Hi,
I'm developing a program to fetch the html contents of a site using
'net/http'. Everyting works fine except for http://www.youtube.com. When
i pass that url an error like this is found
I think it is because i'm not using any user agent. Can any body please
tell me any auggestion. I'll be really greatful. This is my code
snippet.
response = Net::HTTP.get_response(URI.parse("http://www.youtube.com"))
case response
when Net::HTTPSuccess then response
when Net::HTTPRedirection then response =
Net::HTTP.get(URI.parse(response['location']))
else
response.error!
end
Hi,
I'm developing a program to fetch the html contents of a site using
'net/http'. Everyting works fine except for http://www.youtube.com. When
i pass that url an error like this is found
Anyway, it seems it's as you said, without a User-Agent, youtube returns a 400:
irb(main):003:0> agent.user_agent=nil
=> nil
irb(main):004:0> agent.get('http://www.youtube.com').code
WWW::Mechanize::ResponseCodeError: 400 => Net::HTTPBadRequest
from /usr/lib/ruby/gems/1.8/gems/mechanize-0.9.2/lib/www/mechanize.rb:229:in
`get'
from (irb):4
irb(main):005:0>
Arun Kumar writes:
> Hi,
> I'm developing a program to fetch the html contents of a site using
> 'net/http'. Everyting works fine except for http://www.youtube.com. When
> i pass that url an error like this is found
>
> /usr/lib/ruby/1.8/net/http.rb:2097:in `error!': 400 "Bad Request"
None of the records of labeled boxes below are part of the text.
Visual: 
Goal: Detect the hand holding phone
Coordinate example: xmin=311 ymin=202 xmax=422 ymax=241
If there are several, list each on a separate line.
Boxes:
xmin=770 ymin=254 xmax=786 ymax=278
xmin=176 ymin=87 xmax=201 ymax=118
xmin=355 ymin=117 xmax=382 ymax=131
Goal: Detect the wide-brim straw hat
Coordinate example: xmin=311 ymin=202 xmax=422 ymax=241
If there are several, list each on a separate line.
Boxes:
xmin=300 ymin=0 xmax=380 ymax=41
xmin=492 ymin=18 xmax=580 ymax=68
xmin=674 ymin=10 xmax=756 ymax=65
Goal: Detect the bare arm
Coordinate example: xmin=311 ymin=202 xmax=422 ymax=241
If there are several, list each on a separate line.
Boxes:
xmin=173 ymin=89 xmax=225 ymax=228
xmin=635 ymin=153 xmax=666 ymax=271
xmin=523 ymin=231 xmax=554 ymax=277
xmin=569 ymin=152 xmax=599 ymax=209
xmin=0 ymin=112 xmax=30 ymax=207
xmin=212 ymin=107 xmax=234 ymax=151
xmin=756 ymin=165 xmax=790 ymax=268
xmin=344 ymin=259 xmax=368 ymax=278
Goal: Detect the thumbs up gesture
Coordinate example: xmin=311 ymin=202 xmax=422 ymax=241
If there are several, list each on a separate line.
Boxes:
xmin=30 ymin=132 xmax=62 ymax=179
> (Net::HTTPServerException)
>
> I think it is because i'm not using any user agent. Can any body please
> tell me any auggestion. I'll be really greatful. This is my code
> snippet.
>
> response = Net::HTTP.get_response(URI.parse("http://www.youtube.com"))
> case response
> when Net::HTTPSuccess then response
> when Net::HTTPRedirection then response =
> Net::HTTP.get(URI.parse(response['location']))
> else
> response.error!
> end
>
> Thanks
>
> regards
> Arun Kumar
> --
> Posted via http://www.ruby-forum.com/.
>
From a quick look at the Net::HTTP RDoc, it would look like your best
option would be to use the public instance 'get' method.
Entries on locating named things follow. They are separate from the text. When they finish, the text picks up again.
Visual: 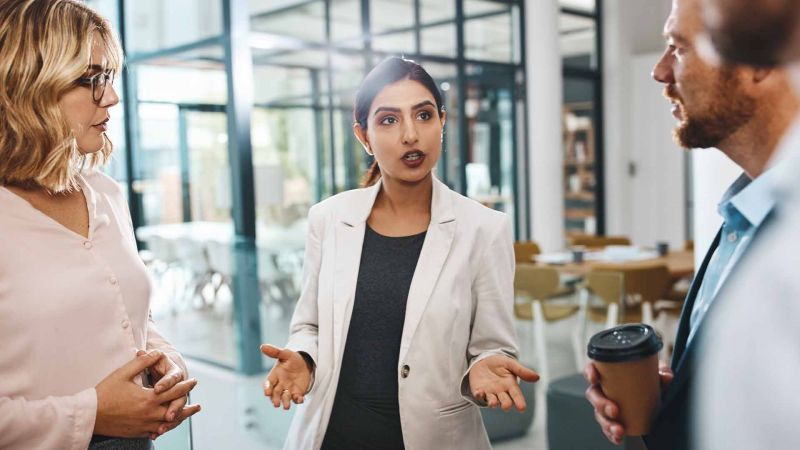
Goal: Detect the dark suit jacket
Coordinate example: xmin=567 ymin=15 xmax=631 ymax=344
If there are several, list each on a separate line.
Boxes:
xmin=644 ymin=228 xmax=722 ymax=450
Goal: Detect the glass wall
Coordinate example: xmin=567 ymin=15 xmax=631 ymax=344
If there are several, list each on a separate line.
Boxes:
xmin=559 ymin=0 xmax=605 ymax=236
xmin=89 ymin=0 xmax=528 ymax=380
Here is a suggested rework of your code snippet:
Net::HTTP.start('www.youtube.com', 80) {|http|
response = http.get('/', {'User-Agent'=>'ruby/net::http'})
case response
when Net::HTTPSuccess then response
when Net::HTTPRedirection then response = Net::HTTP.get(URI.parse(response['location']))
else
response.error!
end
}
Of course, this quick snippet does not account for when you get a
Net::HTTPRedirection and the redirected host is 'www.youtube.com',
again. (Then again, your original code didn't error check the
redirection response either.) So this isn't a complete solution, but
it will at least show you how to send the "User-Agent" header; I used
a variation of this code and was able to get content from www.youtube.com.